Narcolepsy is a lifelong sleep disorder related to hypocretin deficiency resulting from a specific loss of hypocretin-producing neurons in the lateral hypothalamic area. The disease is thought to be autoimmune due to a strong association with HLA-DQB1*06:02. In 2009 the World Health Organization (WHO) declared the H1N1 2009 flu pandemic (A/H1N1PDM09). In response to this, the Swedish vaccination campaign began in October of the same year, using the influenza vaccine Pandemrix(®). A few months later an excess of narcolepsy cases was observed. It is still unclear to what extent the vaccination campaign affected humoral autoimmunity associated with narcolepsy. We studied 47 patients with narcolepsy (6-69 years of age) and 80 healthy controls (3-61 years of age) selected after the Pandemrix vaccination campaign. The first aim was to determine antibodies against A/H1N1 and autoantibodies to Tribbles homolog 2 (TRIB2), a narcolepsy autoantigen candidate as well as to GAD65 and IA-2 as disease specificity controls. The second aim was to test if levels and frequencies of these antibodies and autoantibodies were associated with HLA-DQB1*06:02. In vitro transcribed and translated [(35)S]-methionine and -cysteine-labeled influenza A virus (A/California/04/2009/(H1N1)) segment 4 hemagglutinin was used to detect antibodies in a radiobinding assay. Autoantibodies to TRIB2, GAD65 and IA-2 were similarly detected in standard radiobinding assays. The narcolepsy patients had higher median levels of A/H1N1 antibodies than the controls (p = 0.006). A/H1N1 antibody levels were higher among the <13 years old (n = 12) compared to patients who were older than 30 years (n = 12, p = 0.014).

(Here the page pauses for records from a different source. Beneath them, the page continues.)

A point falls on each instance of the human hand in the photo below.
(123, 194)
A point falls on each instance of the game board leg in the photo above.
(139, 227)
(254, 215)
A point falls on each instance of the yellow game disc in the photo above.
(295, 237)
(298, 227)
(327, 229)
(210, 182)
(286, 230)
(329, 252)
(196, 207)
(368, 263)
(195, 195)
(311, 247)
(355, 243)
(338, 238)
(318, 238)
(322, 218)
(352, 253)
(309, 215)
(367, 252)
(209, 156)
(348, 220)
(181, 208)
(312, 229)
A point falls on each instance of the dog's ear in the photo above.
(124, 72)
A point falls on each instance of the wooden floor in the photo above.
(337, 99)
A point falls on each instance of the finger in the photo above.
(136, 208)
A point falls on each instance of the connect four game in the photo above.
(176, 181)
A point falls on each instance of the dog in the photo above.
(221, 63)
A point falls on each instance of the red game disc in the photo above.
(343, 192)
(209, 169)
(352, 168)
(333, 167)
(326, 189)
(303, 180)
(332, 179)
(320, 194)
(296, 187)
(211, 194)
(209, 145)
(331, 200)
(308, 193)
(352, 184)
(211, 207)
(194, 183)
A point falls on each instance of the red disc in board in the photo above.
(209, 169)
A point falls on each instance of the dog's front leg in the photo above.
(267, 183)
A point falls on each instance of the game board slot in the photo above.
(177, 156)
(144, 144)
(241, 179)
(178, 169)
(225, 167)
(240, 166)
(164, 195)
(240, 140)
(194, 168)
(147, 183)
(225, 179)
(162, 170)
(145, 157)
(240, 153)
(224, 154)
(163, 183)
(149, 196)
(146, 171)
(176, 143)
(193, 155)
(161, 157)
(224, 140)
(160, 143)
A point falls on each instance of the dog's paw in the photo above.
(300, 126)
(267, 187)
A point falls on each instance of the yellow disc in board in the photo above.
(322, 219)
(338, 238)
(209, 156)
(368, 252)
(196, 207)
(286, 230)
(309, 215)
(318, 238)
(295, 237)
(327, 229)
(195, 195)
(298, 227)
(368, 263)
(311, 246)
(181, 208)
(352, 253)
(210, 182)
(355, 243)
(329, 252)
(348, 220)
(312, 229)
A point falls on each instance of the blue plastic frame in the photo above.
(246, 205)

Being HLA-DQB1*06:02 positive was associated with higher A/H1N1 antibody levels in both patients and controls (p = 0.026). Serum autoantibody levels to TRIB2 were low overall and high binders did not differ between patients and controls. We observed an association between levels of A/H1N1 antibodies and TRIB2 autoantibody levels particularly among the youngest narcolepsy patients (r = 0.819, p < 0.001). In conclusion, following the 2009 influenza pandemic vaccination, A/H1N1 antibody levels were associated with young age-at-onset narcolepsy patients positive for HLA-DQB1*06:02. The possibility that TRIB2 is an autoantigen in narcolepsy remains to be clarified. We could verify autoantibody responses against TRIB2 which needs to be determined in larger patient cohorts and control populations.